DSDL: Data Set Description Language for Bridging Modalities and Tasks in AI Data
Bin Wang, Linke Ouyang, Fan Wu, Wenchang Ning, Xiao Han, Zhiyuan Zhao, Jiahui Peng, Yiying Jiang, Dahua Lin, Conghui He
TL;DR
DSDL introduces a Data Set Description Language that unifies the description of multimodal and multitask AI datasets to reduce data handling complexity. By leveraging YAML/JSON, it separates structured dataset descriptions from large unstructured content through object locators, and provides a generic, portable, and extensible type system with libraries and templates. Key contributions include a formal core architecture, class domains, parametric struct/classes, unstructured object classes, and a library/import mechanism, all supported by tooling to publish, visualize, and train on datasets. The framework aims to streamline data dissemination and preprocessing, enabling more efficient AI development and data sharing across institutions and projects.
Abstract
In the era of artificial intelligence, the diversity of data modalities and annotation formats often renders data unusable directly, requiring understanding and format conversion before it can be used by researchers or developers with different needs. To tackle this problem, this article introduces a framework called Dataset Description Language (DSDL) that aims to simplify dataset processing by providing a unified standard for AI datasets. DSDL adheres to the three basic practical principles of generic, portable, and extensible, using a unified standard to express data of different modalities and structures, facilitating the dissemination of AI data, and easily extending to new modalities and tasks.
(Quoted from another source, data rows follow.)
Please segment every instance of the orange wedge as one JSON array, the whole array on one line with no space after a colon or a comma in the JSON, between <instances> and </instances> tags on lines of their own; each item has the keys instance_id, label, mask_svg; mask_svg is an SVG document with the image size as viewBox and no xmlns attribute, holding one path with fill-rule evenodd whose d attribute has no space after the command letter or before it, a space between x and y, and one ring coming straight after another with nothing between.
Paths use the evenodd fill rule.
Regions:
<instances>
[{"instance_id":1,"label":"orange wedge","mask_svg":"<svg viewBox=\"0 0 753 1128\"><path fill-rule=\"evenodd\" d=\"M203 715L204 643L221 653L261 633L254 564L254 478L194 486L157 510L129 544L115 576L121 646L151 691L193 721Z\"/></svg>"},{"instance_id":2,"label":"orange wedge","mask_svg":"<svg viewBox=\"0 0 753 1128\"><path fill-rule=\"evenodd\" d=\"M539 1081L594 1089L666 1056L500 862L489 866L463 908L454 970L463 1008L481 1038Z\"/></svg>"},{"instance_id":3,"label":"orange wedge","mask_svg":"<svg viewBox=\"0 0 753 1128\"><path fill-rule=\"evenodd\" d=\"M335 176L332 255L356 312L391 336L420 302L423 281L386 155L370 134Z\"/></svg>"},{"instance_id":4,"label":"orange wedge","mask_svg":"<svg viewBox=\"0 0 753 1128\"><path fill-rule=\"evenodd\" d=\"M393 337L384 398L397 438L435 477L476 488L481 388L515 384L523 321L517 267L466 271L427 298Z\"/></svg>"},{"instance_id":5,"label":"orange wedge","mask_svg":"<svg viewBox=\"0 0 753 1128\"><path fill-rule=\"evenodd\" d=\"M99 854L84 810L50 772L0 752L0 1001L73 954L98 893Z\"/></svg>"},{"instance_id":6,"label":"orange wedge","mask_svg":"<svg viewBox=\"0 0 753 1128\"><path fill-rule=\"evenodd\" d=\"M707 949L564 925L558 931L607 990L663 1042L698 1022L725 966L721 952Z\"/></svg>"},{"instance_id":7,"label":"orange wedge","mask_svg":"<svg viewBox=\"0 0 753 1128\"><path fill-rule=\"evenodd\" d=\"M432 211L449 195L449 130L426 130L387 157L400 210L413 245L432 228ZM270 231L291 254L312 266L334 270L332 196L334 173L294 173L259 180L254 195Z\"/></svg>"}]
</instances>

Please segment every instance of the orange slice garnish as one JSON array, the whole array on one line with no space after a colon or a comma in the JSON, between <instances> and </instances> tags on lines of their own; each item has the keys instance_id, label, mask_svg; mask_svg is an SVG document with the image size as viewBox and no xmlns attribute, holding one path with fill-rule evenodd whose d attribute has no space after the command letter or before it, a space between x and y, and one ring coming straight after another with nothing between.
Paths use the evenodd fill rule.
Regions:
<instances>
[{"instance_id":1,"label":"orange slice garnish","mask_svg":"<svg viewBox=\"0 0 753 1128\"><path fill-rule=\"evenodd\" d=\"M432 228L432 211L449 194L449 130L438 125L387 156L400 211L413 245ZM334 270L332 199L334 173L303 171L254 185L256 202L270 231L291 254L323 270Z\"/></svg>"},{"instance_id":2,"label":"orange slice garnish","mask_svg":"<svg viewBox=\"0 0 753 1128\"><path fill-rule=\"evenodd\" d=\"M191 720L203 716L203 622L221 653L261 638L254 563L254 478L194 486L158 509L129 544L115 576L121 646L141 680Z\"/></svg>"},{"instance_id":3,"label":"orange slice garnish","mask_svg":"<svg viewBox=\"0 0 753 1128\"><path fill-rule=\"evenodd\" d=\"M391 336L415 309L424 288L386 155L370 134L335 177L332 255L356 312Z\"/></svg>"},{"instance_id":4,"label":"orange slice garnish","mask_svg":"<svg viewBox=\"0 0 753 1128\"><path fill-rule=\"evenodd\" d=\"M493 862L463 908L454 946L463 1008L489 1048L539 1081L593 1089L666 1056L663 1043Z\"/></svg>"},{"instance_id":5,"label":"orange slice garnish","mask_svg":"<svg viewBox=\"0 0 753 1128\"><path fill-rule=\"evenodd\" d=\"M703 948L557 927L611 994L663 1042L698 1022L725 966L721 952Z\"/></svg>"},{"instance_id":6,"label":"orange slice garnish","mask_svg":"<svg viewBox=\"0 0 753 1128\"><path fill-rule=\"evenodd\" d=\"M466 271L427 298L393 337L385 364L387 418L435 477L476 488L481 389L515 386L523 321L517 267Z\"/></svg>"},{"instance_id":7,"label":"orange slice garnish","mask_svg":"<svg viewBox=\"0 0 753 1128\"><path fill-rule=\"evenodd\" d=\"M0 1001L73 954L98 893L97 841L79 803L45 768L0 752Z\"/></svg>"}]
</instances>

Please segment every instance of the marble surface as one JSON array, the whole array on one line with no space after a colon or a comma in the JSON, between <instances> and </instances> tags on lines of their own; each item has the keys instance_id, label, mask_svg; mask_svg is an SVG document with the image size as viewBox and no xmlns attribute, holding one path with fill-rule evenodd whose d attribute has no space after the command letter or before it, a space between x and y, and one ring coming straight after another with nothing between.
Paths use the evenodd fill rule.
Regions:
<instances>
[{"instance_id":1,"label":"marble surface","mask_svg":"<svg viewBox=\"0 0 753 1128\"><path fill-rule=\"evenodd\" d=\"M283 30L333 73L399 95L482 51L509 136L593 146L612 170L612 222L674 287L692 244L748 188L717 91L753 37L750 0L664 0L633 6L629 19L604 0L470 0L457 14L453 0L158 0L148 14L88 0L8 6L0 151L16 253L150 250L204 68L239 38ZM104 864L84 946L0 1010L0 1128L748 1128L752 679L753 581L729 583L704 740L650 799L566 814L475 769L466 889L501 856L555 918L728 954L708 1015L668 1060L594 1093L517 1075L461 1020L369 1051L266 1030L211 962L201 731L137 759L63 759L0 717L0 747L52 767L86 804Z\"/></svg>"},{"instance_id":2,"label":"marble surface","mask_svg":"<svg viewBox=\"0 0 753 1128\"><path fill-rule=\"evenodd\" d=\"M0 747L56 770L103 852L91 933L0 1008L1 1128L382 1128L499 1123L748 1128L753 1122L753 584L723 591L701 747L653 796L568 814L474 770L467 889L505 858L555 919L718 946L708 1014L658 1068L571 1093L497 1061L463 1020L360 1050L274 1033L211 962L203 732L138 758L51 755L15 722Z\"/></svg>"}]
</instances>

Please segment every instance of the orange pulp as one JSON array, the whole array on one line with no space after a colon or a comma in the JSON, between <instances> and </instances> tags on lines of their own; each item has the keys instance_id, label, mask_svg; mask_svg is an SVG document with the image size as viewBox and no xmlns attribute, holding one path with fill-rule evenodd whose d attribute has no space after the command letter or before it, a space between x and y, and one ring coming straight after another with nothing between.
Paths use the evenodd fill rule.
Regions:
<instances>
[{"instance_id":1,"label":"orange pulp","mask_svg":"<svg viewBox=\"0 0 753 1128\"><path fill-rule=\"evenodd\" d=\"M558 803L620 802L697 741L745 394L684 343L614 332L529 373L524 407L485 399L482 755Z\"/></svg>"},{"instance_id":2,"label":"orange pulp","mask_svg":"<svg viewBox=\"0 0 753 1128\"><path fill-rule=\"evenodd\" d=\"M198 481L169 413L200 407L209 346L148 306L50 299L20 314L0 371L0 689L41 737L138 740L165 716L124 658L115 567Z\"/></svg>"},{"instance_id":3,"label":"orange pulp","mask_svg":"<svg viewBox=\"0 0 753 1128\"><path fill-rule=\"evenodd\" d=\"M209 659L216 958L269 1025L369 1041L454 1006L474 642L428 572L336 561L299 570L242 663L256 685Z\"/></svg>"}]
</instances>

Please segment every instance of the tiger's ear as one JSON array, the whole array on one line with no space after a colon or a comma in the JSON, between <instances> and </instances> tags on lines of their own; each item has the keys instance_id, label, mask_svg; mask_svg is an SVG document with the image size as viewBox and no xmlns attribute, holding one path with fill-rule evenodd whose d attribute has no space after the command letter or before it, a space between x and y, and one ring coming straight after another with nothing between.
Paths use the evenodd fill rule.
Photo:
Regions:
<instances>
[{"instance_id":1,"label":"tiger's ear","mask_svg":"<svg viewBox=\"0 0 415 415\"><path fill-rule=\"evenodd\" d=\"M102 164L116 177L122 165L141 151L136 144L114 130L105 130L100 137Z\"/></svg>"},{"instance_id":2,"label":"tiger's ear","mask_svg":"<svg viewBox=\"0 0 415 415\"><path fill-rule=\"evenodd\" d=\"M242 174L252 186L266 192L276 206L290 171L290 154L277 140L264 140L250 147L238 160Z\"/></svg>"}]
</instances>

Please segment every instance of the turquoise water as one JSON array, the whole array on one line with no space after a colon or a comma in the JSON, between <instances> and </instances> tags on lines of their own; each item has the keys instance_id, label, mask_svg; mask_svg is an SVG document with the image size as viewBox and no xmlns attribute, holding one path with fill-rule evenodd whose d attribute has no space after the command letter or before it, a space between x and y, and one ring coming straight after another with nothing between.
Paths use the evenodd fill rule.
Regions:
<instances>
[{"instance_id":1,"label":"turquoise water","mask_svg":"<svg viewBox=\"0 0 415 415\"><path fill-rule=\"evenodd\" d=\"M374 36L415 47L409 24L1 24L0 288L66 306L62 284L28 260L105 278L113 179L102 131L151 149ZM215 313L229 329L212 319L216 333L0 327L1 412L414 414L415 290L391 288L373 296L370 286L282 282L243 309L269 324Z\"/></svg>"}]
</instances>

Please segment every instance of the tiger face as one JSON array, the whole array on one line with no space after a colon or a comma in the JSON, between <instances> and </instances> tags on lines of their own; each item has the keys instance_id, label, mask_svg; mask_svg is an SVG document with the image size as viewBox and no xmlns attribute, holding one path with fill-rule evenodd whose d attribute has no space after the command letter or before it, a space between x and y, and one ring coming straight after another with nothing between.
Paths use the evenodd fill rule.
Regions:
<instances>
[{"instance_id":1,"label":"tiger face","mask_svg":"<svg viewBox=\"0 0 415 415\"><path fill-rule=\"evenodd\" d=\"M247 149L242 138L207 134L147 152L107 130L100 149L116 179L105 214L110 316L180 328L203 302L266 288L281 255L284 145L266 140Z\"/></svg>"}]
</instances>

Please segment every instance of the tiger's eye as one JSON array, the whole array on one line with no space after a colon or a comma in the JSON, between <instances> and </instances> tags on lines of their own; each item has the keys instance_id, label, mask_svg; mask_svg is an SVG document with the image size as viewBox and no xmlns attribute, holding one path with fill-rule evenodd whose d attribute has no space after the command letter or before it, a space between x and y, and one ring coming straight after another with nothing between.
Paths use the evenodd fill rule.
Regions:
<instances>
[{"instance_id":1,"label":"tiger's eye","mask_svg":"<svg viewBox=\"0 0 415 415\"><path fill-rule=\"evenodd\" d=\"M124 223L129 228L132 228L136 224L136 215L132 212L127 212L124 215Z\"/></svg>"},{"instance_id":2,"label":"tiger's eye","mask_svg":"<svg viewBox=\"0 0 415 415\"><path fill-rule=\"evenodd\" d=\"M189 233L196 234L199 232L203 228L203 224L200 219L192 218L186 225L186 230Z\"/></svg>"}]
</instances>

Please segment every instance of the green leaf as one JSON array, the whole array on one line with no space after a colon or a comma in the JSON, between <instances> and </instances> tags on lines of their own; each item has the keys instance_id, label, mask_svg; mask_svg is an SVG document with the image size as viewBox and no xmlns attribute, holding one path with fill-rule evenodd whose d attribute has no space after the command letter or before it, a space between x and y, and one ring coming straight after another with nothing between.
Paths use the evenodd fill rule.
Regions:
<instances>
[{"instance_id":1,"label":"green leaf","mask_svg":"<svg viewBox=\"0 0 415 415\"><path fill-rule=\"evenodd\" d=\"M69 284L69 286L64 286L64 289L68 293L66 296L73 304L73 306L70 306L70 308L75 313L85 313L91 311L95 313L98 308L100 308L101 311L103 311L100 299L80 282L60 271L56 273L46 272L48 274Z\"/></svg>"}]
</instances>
The standardized specifications of DSDL reduce the workload for users in data dissemination, processing, and usage. To further improve user convenience, we provide predefined DSDL templates for various tasks, convert mainstream datasets to comply with DSDL specifications, and provide comprehensive documentation and DSDL tools. These efforts aim to simplify the use of AI data, thereby improving the efficiency of AI development.